What happens when the primary LLM provider rate-limits or goes down?
llmClient.ts fails over in priority order Gemini -> Claude -> OpenAI behind a per-provider CircuitBreaker that opens after 3 failures and half-opens after a 60-second reset; generate() throws only when every available provider is exhausted. Concurrency is bounded independently by a hand-rolled Semaphore(5) on Gemini calls, and each SDK is lazy-imported so an unused provider never loads. The breaker is deliberately lenient: half-open admits all requests in the reset window (no single-probe gate) and any one success deletes the failure count. It is also process-local, so global health across multiple workers is not coordinated.
How do you ship a new LLM pipeline onto a live production PII flow without a big-bang cutover?

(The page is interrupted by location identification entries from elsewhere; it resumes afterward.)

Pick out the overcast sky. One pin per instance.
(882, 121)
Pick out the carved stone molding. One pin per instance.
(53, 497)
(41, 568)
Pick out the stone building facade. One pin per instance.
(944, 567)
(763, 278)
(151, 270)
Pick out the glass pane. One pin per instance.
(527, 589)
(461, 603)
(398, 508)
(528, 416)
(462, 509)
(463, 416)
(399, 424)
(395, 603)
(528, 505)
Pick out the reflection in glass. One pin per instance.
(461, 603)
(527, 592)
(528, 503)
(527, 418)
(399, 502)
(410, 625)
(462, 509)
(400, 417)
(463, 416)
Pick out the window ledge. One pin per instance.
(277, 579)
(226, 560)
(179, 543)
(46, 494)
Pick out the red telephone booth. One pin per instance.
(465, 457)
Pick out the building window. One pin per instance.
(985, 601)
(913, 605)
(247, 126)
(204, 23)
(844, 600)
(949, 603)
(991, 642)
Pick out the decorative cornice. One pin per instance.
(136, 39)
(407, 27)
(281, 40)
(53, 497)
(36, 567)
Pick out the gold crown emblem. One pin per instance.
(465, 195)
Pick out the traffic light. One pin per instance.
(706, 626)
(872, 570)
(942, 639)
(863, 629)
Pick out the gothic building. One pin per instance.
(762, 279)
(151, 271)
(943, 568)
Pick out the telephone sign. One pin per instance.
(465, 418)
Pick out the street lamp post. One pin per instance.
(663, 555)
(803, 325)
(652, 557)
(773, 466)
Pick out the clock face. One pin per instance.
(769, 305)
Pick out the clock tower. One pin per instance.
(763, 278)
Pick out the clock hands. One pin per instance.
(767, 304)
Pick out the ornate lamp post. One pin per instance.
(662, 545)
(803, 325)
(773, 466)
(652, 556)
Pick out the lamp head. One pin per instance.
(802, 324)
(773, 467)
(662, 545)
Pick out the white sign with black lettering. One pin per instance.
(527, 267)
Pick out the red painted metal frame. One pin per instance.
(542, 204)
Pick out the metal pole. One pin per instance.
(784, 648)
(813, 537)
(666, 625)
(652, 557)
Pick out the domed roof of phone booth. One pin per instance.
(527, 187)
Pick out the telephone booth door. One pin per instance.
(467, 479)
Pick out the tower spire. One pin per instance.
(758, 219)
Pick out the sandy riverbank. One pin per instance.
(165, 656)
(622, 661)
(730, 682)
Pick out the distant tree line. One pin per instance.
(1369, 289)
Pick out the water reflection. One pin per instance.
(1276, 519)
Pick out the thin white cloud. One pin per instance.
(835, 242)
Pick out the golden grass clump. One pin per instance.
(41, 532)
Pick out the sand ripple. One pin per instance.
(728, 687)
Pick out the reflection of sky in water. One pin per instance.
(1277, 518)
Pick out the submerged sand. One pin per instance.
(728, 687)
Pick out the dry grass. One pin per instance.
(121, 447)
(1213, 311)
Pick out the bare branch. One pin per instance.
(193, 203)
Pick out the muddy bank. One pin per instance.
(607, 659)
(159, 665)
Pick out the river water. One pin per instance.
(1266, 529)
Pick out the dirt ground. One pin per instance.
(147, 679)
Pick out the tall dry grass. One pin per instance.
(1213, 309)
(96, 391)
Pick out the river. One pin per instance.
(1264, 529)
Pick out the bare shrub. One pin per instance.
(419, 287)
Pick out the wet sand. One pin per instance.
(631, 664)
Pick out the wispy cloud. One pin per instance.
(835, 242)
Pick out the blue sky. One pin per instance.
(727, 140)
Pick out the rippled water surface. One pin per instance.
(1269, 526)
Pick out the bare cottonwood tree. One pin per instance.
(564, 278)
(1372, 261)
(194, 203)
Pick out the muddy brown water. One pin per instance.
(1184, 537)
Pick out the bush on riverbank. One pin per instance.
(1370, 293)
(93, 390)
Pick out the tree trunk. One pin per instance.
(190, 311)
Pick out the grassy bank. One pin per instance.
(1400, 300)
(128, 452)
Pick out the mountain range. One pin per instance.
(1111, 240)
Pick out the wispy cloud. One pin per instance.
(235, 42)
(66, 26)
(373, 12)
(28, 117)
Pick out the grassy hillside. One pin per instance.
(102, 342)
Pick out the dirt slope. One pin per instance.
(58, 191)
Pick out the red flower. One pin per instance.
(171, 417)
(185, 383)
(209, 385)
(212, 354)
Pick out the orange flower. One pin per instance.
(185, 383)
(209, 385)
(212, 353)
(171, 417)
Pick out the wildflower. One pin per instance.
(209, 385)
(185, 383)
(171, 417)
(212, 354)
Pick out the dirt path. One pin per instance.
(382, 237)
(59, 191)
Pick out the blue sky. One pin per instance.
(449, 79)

You feature-flag everything and design for a staged rollout. Seven env-var flags gate every AI capability (instant rollback, no deploy), each job carries isShadowMode and an abTestVariant, and the Prisma schema has a ProcessingComparison table (fieldDiff, matchingFieldsCount, accuracyDelta, winner) plus AgentMetrics and UserFeedback, read by an admin accuracy dashboard. Honest scope: the read/dashboard side is built but the write/measurement path is not — no committed code runs the legacy pipeline in shadow, diffs the fields, or writes a comparison row. So the apparatus to measure non-regression exists as schema and read surface; the loop is not yet closed.
Why a LangGraph StateGraph instead of a plain async function with try/catch and retries?
Because error recovery has to route backward. When QA fails, the pipeline branches to a recovery node that classifies the failure into one of nine categories and routes back to extract or classify, or escalates to a human, capped at 3 retries under a 5-minute Promise.race. Expressing that as conditional graph edges (routeAfterQA, routeAfterErrorRecovery) keeps the control flow legible where nested try/catch with manual counters would tangle. The cost: graph.compile() is currently called with no checkpointer, so the graph is in-memory and not resumable — an interrupted run restarts from scratch on BullMQ retry, and the MultiAgentCheckpoint table is never written. Resilience comes from BullMQ (3 attempts, a 10-minute lock with 5-minute renew) plus the in-graph recovery loop, not from LangGraph state persistence.
The clever part was never getting an LLM to read a passport. It was building the machinery that knows when not to believe it — and being honest about which parts of that machinery are wired, and which are still just schema.